Congleton’s tip will not be replaced when the lease on the site runs out in four months, the borough council has agreed.
Despite numerous attempts to persuade Cheshire East Council to return to the drawing board to find a new location for a household waste recycling centre in the town, Cabinet members voted in favour of proposals at a meeting on Tuesday that mean Congleton residents will have to drive to tips in Macclesfield or Alsager when the Barn Road site closes.
It was a disappointing result for some who had urged for there to be a “task and finish” group set up, that would look at all available options for an alternative location.
The Cabinet member responsible for waste, Labour Coun Laura Crane, emphasised that the administration did not want the Barn Road tip to close and that it came despite repeated attempts to persuade the private landowner to extend the lease or allow the authority to buy the land.
At Tuesday’s meeting, recommendations were also approved by the Cabinet to procure a new contract for the running of household waste recycling centres across the borough from 2023.
It is during this procurement period that the tip in Congleton will not be replaced, although Coun Crane insisted this “does not remove the possibility” of building another one in the future.
She also suggested that the potential of mobile “pop-up” household waste sites could be looked at, which would “provide fairer access to waste disposal for communities who are currently disadvantaged”, although limited detail was provided on this.
First to speak at the Cabinet meeting was Robert Douglas, a Lib Dem at Congleton Town Council, who has campaigned against the closure since the tip’s future looked in doubt.
He argued that engine idling was just one example of the detrimental impact the closure of the Congleton site would have, and he asked what cost there would be to the council for ensuring that Macclesfield’s tip could cope with the expected increase in visits.
“Not knowing the answers to all these questions is a more serious omission than the minor administration error which obliged you to defer the decision last month,” said Coun Douglas.
“This leaves you with two choices – either defer your decision again until you have obtained all the information, or accept advice to set up a task and finish group to study all available alternative options for a replacement site for Congleton.”
Coun Crane responded: “There should be no cumulative effect because the closure of the site will not generate additional vehicle movements on the local road network.
“The report does also propose mitigation measures which could reduce the number of trips that residents would need to make to the tip.
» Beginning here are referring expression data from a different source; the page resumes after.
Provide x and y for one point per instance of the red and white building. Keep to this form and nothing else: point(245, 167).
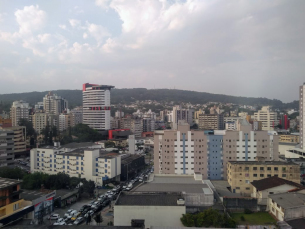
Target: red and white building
point(96, 106)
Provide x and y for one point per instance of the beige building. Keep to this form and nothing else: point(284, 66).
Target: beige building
point(287, 206)
point(211, 122)
point(39, 121)
point(19, 138)
point(186, 151)
point(134, 124)
point(272, 185)
point(156, 209)
point(289, 138)
point(19, 110)
point(268, 118)
point(241, 174)
point(54, 104)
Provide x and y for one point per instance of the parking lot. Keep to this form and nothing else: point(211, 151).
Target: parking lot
point(102, 206)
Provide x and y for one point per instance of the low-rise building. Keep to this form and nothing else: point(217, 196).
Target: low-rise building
point(195, 191)
point(155, 208)
point(289, 138)
point(287, 206)
point(272, 185)
point(12, 207)
point(85, 160)
point(131, 164)
point(241, 173)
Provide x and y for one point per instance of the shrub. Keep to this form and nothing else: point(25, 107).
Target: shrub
point(248, 211)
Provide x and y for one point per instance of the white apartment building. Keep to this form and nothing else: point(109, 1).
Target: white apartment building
point(302, 116)
point(77, 115)
point(267, 117)
point(77, 159)
point(39, 121)
point(231, 126)
point(96, 106)
point(19, 110)
point(54, 104)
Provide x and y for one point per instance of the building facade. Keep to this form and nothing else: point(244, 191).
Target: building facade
point(184, 151)
point(267, 117)
point(302, 116)
point(6, 147)
point(54, 104)
point(19, 110)
point(19, 138)
point(211, 122)
point(96, 106)
point(90, 163)
point(240, 174)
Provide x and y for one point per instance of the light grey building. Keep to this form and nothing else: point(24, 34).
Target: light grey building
point(6, 147)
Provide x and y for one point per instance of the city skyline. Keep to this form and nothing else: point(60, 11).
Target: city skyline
point(251, 49)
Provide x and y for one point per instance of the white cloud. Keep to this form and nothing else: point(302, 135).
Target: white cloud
point(30, 18)
point(64, 27)
point(74, 23)
point(98, 32)
point(104, 4)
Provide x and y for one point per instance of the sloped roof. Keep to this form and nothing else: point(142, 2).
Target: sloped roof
point(274, 181)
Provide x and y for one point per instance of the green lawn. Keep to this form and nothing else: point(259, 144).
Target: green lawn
point(257, 218)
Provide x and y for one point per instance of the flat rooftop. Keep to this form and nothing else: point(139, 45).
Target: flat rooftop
point(222, 188)
point(148, 198)
point(5, 183)
point(262, 163)
point(33, 194)
point(289, 200)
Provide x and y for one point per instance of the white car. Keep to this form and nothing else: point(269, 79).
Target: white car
point(54, 216)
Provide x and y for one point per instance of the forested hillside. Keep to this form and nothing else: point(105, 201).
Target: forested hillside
point(126, 96)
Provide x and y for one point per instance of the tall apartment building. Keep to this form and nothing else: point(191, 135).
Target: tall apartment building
point(148, 124)
point(302, 116)
point(6, 147)
point(184, 151)
point(134, 124)
point(96, 106)
point(179, 114)
point(19, 110)
point(211, 122)
point(19, 138)
point(85, 160)
point(65, 121)
point(241, 173)
point(267, 117)
point(54, 104)
point(39, 121)
point(77, 115)
point(284, 122)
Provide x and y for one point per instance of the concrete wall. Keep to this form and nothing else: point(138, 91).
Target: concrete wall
point(167, 216)
point(295, 213)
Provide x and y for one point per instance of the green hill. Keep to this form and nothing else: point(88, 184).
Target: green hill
point(126, 96)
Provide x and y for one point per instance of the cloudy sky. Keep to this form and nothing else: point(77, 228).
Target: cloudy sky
point(241, 47)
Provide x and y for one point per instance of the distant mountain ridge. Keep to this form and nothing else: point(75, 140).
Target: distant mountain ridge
point(125, 96)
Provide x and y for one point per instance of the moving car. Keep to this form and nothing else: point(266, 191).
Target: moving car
point(76, 216)
point(79, 220)
point(54, 216)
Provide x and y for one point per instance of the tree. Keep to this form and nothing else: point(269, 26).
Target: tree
point(89, 186)
point(208, 218)
point(98, 218)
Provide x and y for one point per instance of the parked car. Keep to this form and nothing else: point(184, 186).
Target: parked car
point(76, 216)
point(54, 216)
point(79, 220)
These include pop-up sites, as well as other options that we hope will be available under the new contract.
“With regard to the impact on the Macclesfield household waste and recycling centre following the closure of the Congleton site, we estimate an increase of around 28%.
“This equates to the annual tonnages increasing from around 5,000 tonnes to 6,000 tonnes, which we believe is manageable with some minor improvements to the access arrangements at Macclesfield.”
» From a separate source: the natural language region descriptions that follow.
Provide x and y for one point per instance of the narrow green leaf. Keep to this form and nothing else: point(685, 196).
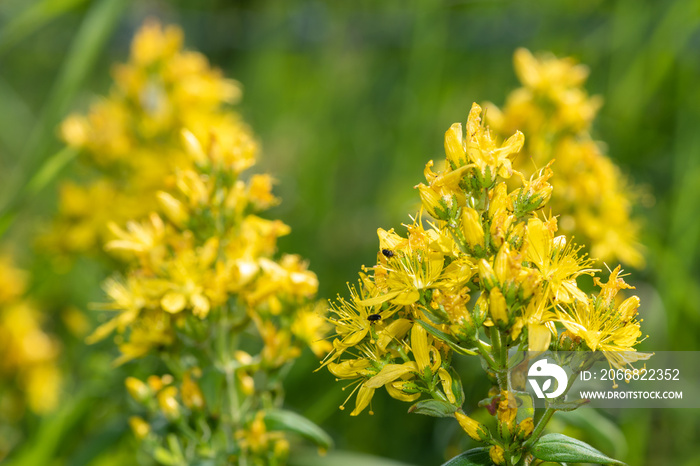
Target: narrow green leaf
point(85, 49)
point(279, 419)
point(446, 338)
point(473, 457)
point(435, 408)
point(559, 447)
point(568, 405)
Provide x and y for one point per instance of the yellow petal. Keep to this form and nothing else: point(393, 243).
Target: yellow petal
point(173, 302)
point(539, 337)
point(395, 392)
point(419, 346)
point(391, 372)
point(364, 396)
point(454, 148)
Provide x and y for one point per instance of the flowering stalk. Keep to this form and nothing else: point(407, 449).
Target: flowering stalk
point(30, 377)
point(204, 293)
point(485, 276)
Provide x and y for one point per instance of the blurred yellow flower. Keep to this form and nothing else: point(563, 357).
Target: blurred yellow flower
point(588, 190)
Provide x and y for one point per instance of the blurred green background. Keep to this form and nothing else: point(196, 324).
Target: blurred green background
point(349, 100)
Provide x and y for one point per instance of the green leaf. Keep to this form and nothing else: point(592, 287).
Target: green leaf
point(567, 405)
point(473, 457)
point(559, 447)
point(279, 419)
point(435, 408)
point(446, 338)
point(212, 385)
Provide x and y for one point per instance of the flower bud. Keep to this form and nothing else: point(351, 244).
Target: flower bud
point(192, 396)
point(486, 275)
point(140, 427)
point(628, 308)
point(168, 404)
point(172, 208)
point(247, 383)
point(496, 455)
point(525, 428)
point(497, 307)
point(435, 204)
point(471, 227)
point(454, 146)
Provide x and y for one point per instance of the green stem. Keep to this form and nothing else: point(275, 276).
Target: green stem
point(549, 412)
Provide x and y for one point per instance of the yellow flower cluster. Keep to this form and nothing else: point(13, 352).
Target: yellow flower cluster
point(208, 250)
point(27, 353)
point(130, 139)
point(29, 374)
point(488, 273)
point(590, 193)
point(204, 288)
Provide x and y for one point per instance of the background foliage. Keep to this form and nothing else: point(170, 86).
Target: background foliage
point(349, 100)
Later in the meeting, council leader Sam Corcoran addressed some of the environmental concerns that have been raised.
“I think it is well-known that I regard climate change as the greatest challenge facing our generation,” he said. “One interesting side effect of this is that people often say to me that I must support their view if I am serious about tackling climate change.
“I will admit that despite following the climate change debate for many years I have never previously heard Greta Thunberg, David Attenborough or any other climate change campaigner argue that to reduce climate change we must provide more household waste recycling centres.
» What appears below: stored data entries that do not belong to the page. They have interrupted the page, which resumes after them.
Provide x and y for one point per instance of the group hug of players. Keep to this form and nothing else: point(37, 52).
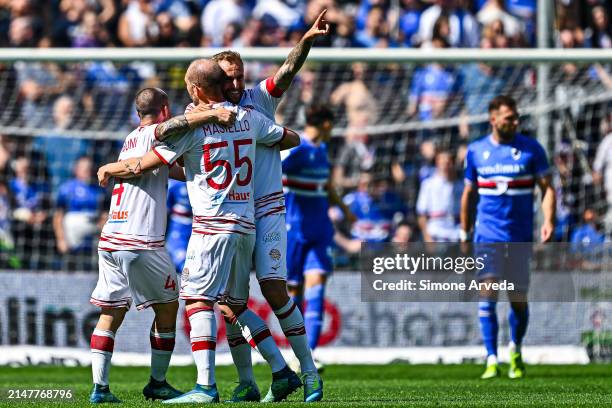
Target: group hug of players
point(227, 148)
point(228, 151)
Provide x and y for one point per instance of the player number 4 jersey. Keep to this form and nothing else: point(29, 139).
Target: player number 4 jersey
point(137, 216)
point(219, 165)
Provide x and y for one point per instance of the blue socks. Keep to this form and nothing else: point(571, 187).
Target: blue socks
point(489, 326)
point(518, 320)
point(299, 302)
point(313, 316)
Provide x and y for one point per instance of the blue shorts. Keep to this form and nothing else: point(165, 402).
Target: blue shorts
point(304, 256)
point(176, 243)
point(505, 261)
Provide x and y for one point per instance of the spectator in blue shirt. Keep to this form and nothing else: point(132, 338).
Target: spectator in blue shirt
point(30, 202)
point(376, 208)
point(78, 213)
point(588, 233)
point(409, 22)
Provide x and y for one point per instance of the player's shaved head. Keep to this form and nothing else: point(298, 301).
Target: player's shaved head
point(229, 56)
point(208, 76)
point(150, 102)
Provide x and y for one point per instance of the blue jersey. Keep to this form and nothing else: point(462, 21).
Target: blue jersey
point(76, 196)
point(374, 215)
point(179, 223)
point(505, 175)
point(179, 210)
point(305, 177)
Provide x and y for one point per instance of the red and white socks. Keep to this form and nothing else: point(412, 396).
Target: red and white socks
point(241, 352)
point(162, 346)
point(292, 323)
point(258, 335)
point(203, 342)
point(102, 345)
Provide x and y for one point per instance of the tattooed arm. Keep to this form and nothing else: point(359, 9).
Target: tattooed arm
point(298, 55)
point(200, 115)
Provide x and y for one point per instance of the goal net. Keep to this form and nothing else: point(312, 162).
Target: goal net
point(394, 110)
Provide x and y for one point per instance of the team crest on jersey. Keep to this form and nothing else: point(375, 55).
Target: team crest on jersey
point(274, 254)
point(272, 237)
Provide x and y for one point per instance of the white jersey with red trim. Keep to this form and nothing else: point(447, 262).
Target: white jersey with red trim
point(219, 166)
point(269, 197)
point(137, 216)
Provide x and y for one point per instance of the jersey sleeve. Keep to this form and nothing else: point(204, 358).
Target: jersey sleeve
point(266, 96)
point(540, 161)
point(269, 133)
point(470, 175)
point(422, 206)
point(174, 147)
point(292, 160)
point(603, 150)
point(62, 198)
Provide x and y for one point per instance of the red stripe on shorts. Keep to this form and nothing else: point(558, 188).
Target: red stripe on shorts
point(102, 343)
point(162, 344)
point(203, 345)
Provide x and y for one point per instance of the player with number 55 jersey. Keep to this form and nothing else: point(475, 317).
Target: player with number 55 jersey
point(219, 173)
point(134, 264)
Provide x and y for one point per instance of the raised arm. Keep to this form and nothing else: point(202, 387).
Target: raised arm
point(289, 140)
point(128, 168)
point(467, 203)
point(549, 204)
point(195, 118)
point(298, 54)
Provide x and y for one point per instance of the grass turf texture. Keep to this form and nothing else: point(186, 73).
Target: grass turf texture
point(352, 385)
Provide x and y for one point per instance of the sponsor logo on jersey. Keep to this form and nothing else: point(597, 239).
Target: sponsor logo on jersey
point(119, 215)
point(238, 127)
point(236, 196)
point(501, 169)
point(274, 254)
point(129, 144)
point(273, 236)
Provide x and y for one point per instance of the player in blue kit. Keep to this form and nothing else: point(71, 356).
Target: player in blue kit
point(179, 222)
point(306, 172)
point(503, 169)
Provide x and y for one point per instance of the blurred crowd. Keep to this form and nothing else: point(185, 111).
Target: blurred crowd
point(273, 23)
point(401, 185)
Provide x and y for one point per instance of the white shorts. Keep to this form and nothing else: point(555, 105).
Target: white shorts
point(271, 248)
point(217, 268)
point(146, 276)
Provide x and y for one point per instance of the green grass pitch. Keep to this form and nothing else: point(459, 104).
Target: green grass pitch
point(354, 385)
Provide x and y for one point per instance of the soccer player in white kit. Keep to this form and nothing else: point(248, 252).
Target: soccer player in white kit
point(219, 172)
point(271, 235)
point(134, 265)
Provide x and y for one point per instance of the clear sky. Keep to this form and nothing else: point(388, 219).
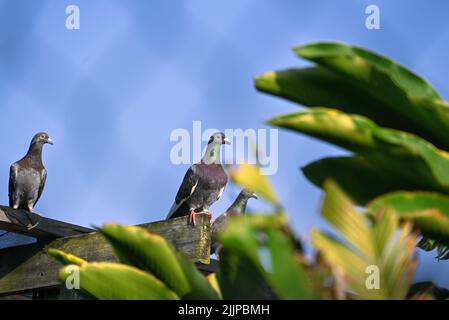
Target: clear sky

“The argument of some politicians seems to be that if it is further to travel to a household waste recycling centre then more miles will be travelled, but that assumes that the number of journeys stays the same. That is clearly not true.
“Indeed, the evidence shows a strong correlation between the amount of waste produced and the number of household waste recycling centres.”
Concluding the debate, Coun Crane said: “I do not believe that even one member of the Cabinet would have chosen to be in the position we are with the lease ending ahead of the full review of our household waste recycling contracts.
“Officers did make repeated attempts to buy the land or to extend the lease but were unable to do so.
“There have been many suggestions for locations to build a new site, but the location is not the key factor, it is the cost of building the new site that is the key factor. Without the funds to do so, we can’t move it forward.
“Although we are not planning to build a new site ahead of the closure of the current one, that does not remove the possibility of doing so in the future.”
Coun Crane added: “The new Environment and Communities Committee will be discussing at length, I am sure, the possibilities and opportunities ahead for the council as they review provision and help to shape a new contract for 2023.
“We need to be looking at new and innovative ways to tackle the issues local towns have: pop-up sites are just one of a number of tools we might have in the toolbox for the future.
“It is frustrating that we have not been able to move forward with a renewal of the lease in Congleton, but we are where we are.”